日本地球惑星科学連合2018年大会

講演情報

[JJ] 口頭発表

セッション記号 H (地球人間圏科学) » H-RE 応用地質学・資源エネルギー利用

[H-RE13] 再生可能エネルギー分野での地球科学データの可能性

2018年5月22日(火) 15:30 〜 17:00 303 (幕張メッセ国際会議場 3F)
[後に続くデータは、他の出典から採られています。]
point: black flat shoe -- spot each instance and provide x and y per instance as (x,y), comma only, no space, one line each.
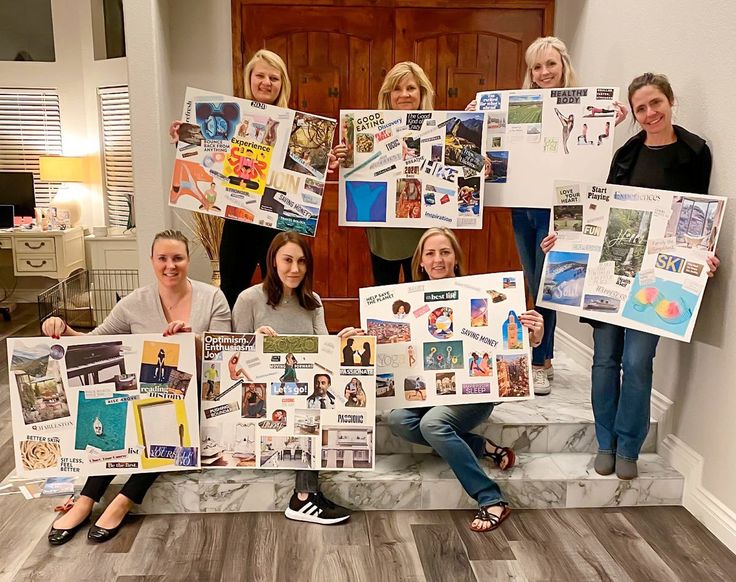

コンビーナ:大竹 秀明(国立研究開発法人 産業技術総合研究所 太陽光発電研究センター)、宇野 史睦(産業技術総合研究所)、島田 照久(弘前大学大学院理工学研究科、共同)、野原 大輔(電力中央研究所)、座長:大竹 秀明(国立研究開発法人 産業技術総合研究所)

16:15 〜 16:30

[HRE13-04] 陸奥湾の風況

*島田 照久1 (1.弘前大学大学院理工学研究科)

キーワード:風況、風力エネルギー、衛星観測、気象シミュレーション

洋上風力エネルギーは、豊富な賦存量と大規模開発が可能という点で、今後は再生可能エネルギーの中心的な存在になることが期待されている。北日本では、洋上風力エネルギー利用の検討と促進のため、詳細な風況観測、ゾーニング事業、洋上風車の設置検討が進んでいるところも多い。こうした取り組みを進める上で、風況マップのさらなる理解が求められている。 青森県については、陸奥湾の風力資源が着目されている。陸奥湾は内湾であるにもかかわらず、およそ東西方向に伸びる領域では、年間の平均風速が8.5m/s(100m高度)に達することが、最新の洋上風況マップNeoWins(http://app10.infoc.nedo.go.jp/Nedo_Webgis/top.html)によって示されている。現在計画中あるいは導入済みの洋上風車の多くは、港湾域など海岸の近くに限定されており、沖合の強い風を利用できていないことを考えると、湾内の大きな平均風速は大きなアドバンテージとなりうる。 これまでの研究により、陸奥湾は周辺地形とともに東西方向の地峡を構成しており湾中央部では東西風が卓越すること、北日本に低温をもたらす東風のヤマセが卓越するときと北西の季節風が卓越するときに、湾内で強風が発生することがわかっている(Yamaguchi and Kawamura, 2005; Shimada et al. 2010, 2012)。しかしながら、地形性強風の詳細な3次元構造や変動の理解はまだ十分でない。本研究では、陸奥湾で発生する局地的強風の理解を目指し、洋上風況マップのさらなる理解につなげることを目指す。